Ma, insieme con lo sgomento, il soggetto del film crea anche nello spettatore una inattesa euforia: la sensazione che la macchina, in questo caso quella fotografica, possa rivelare aspetti del reale che l'occhio non è capace di cogliere. Erano gli anni del boom della fotografia e delle riviste fotografiche, e tutti gli appassionati fotoamatori si saranno sentiti dei piccoli David Hemmings in cerca del loro segreto, appassionante mistero da svelare.

Parola di... Michelangelo Antonioni

Perché Londra?

"Non intendo girare a Londra per mostrare quel che è la città oggi", dichiarò Antonioni durante le riprese di "Blow-up". "Ritengo che la storia, valida in senso assoluto, cioè dovunque, assume nel mondo della Londra di oggi un sapore e un respiro di assai più intensa carica".

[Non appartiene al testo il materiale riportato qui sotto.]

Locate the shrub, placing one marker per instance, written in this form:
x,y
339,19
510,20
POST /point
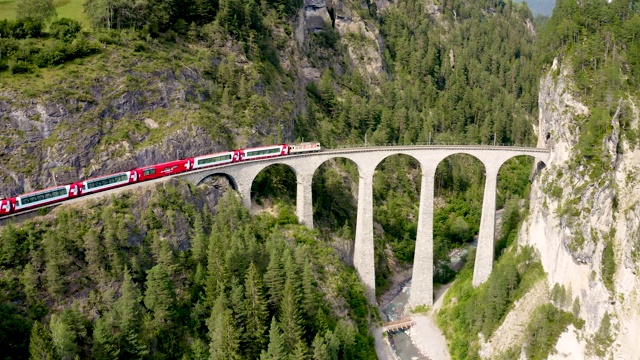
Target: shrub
x,y
20,67
65,29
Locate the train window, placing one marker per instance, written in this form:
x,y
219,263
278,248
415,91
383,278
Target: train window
x,y
214,159
106,181
43,196
263,152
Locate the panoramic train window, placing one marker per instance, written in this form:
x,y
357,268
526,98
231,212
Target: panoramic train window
x,y
106,181
214,159
263,152
43,196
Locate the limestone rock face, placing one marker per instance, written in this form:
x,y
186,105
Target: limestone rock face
x,y
574,216
48,139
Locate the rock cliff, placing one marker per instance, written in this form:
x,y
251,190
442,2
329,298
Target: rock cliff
x,y
585,222
132,105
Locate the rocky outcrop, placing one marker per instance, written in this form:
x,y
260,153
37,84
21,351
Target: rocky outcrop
x,y
576,213
111,121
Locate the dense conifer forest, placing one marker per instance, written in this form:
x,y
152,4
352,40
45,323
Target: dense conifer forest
x,y
165,276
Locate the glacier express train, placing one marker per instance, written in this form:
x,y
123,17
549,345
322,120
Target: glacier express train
x,y
61,193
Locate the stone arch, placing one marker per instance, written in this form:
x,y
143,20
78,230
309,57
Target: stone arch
x,y
263,184
326,211
510,193
456,228
219,174
394,233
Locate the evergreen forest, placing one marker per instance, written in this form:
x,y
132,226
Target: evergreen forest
x,y
186,272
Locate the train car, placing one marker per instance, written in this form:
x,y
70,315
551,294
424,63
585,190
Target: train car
x,y
304,147
203,161
46,197
6,206
164,169
107,182
263,152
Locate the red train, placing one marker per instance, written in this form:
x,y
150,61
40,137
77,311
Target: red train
x,y
61,193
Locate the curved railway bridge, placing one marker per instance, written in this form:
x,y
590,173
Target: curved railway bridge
x,y
242,175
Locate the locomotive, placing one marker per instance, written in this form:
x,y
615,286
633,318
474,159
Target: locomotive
x,y
40,198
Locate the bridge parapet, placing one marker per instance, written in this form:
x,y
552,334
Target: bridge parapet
x,y
367,159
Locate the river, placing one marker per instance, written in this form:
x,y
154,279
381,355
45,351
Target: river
x,y
400,341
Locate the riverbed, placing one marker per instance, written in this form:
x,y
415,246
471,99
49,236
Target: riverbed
x,y
400,341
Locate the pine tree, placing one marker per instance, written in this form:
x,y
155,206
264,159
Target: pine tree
x,y
320,351
256,313
104,345
289,315
199,350
276,349
274,280
216,270
9,246
63,337
225,339
41,346
333,344
93,255
129,312
159,296
300,352
199,240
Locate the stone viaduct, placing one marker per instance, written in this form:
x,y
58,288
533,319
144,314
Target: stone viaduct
x,y
242,176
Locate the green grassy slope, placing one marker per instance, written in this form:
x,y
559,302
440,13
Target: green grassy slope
x,y
72,9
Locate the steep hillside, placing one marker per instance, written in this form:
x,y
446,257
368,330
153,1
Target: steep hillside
x,y
583,221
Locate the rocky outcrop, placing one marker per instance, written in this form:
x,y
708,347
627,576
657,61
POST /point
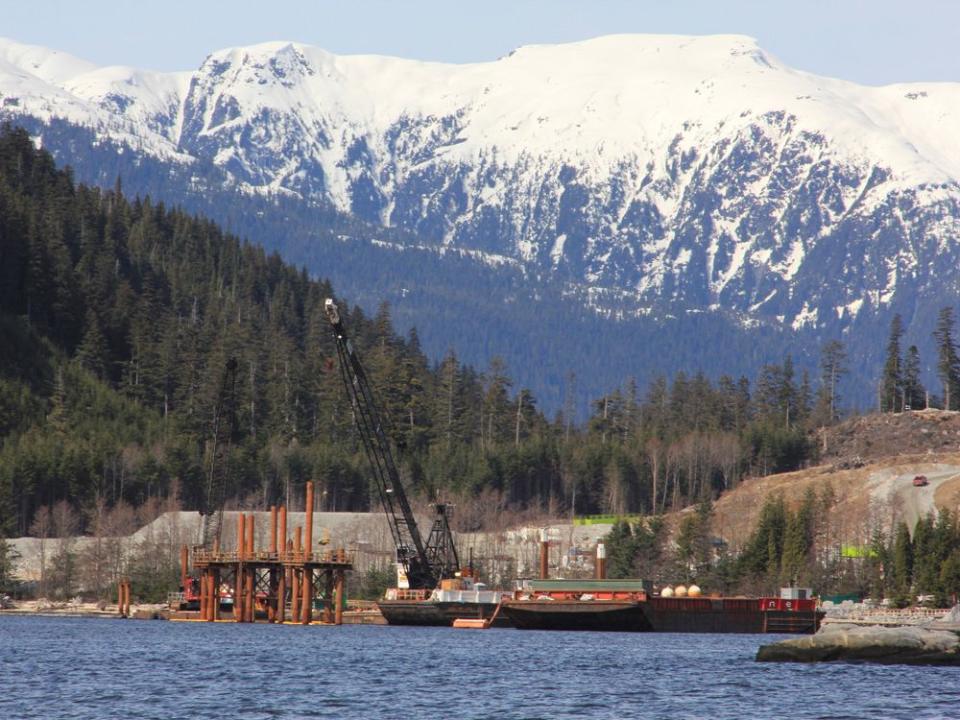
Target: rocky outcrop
x,y
854,643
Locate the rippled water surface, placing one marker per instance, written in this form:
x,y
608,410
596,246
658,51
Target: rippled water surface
x,y
76,668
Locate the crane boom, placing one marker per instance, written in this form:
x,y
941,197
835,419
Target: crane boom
x,y
424,564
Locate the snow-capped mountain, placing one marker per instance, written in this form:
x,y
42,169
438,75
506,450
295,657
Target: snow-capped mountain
x,y
638,174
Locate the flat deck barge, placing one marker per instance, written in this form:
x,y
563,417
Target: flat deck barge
x,y
629,606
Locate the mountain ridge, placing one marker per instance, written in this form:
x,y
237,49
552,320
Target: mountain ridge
x,y
639,177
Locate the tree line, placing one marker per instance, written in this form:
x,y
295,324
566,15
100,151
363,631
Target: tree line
x,y
118,316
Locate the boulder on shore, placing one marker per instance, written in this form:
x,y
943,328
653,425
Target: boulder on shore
x,y
857,643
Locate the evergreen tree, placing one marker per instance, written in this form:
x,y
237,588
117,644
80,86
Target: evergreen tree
x,y
948,364
891,384
901,572
914,393
833,367
93,353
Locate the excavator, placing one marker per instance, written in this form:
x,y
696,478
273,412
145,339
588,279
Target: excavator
x,y
423,564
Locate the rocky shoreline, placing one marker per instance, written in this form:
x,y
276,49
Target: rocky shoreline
x,y
931,644
45,608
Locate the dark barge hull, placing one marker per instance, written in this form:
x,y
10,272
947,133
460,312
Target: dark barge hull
x,y
615,615
433,613
680,615
727,615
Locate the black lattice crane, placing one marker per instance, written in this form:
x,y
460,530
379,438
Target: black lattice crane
x,y
427,563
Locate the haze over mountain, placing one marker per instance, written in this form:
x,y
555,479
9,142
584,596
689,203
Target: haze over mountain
x,y
672,199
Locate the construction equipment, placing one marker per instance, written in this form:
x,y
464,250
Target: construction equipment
x,y
424,564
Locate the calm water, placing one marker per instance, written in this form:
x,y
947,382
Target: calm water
x,y
75,668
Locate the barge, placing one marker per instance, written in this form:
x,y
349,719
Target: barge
x,y
630,606
455,598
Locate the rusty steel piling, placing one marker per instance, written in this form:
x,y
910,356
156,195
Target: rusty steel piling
x,y
265,580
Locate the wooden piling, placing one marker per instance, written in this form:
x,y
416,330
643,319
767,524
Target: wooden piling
x,y
338,598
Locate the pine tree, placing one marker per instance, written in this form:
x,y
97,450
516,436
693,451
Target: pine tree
x,y
948,364
891,384
901,572
914,394
93,353
833,358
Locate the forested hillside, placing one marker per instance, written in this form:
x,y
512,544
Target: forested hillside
x,y
118,315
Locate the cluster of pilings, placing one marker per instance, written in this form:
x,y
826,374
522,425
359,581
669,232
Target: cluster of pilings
x,y
263,584
123,597
599,566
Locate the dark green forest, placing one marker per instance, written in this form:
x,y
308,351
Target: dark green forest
x,y
118,316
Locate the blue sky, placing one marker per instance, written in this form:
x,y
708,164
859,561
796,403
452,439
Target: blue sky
x,y
868,41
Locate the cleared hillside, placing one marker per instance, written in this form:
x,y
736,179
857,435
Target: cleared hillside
x,y
869,466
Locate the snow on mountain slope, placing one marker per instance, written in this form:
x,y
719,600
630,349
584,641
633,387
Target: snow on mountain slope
x,y
635,170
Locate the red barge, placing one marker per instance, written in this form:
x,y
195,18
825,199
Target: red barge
x,y
630,606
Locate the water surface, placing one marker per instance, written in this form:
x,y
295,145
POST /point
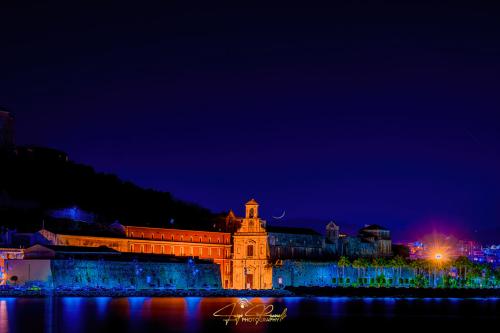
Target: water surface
x,y
195,314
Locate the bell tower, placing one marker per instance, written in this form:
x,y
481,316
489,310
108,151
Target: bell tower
x,y
251,269
252,209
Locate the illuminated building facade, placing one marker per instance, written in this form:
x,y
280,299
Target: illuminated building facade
x,y
158,241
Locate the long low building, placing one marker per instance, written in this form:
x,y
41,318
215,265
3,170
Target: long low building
x,y
56,266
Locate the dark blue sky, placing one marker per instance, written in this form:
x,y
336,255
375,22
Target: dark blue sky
x,y
385,114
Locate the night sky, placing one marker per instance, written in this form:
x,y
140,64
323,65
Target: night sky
x,y
386,114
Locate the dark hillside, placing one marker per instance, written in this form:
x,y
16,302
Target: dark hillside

L'uomo con la macchina fotografica

"Arrivo a dire: la crisi del personaggio del film è stata un po' anche la mia, so di essere diverso da prima, proprio nel modo di stare di fronte alla realtà. Nei miei precedenti film, avevo tentato di esaminare le relazioni tra gli individui, le loro relazioni amorose, la fragilità dei loro sentimenti e così via. Ma in questo film, la relazione è tra un singolo individuo e la realtà, le cose che lo circondano. Non ci sono storie d'amore in questo film. L'esperienza del protagonista riguarda la sua relazione col mondo, con le cose che si trova di fronte".

Il massimo di obiettività (la riproduzione fotografica del reale) coincide con l'indecifrabilità. "Noi sappiamo che sotto l'immagine rivelata ce n'è un'altra più fedele alla realtà, e sotto quest'altra un'altra ancora, e di nuovo un'altra sotto quest'ultima. Fino alla vera immagine di quella realtà, assoluta, misteriosa, che nessuno vedrà mai. O forse fino alla scomposizione di qualsiasi immagine, di qualsiasi realtà. il cinema astratto avrebbe dunque una sua ragione di essere", ha scritto Antonioni nella sua prefazione ai "Sei film". Scavare nell'immagine per trovare altre immagini, e dietro ogni immagine, ancora un'altra. Fino a perdere ogni figura, come negli ingrandimenti successivi che il fotografo sviluppa, fino a mostrare soltanto, ingranditi, giganteschi, i granelli dell'emulsione della pellicola, il caleidoscopio delle cellule di bianco e di nero: la "grana del reale". Forse è da questo film, che Barthes molto amava, che è nato il titolo dell'ultima raccolta dei saggi del critico francese.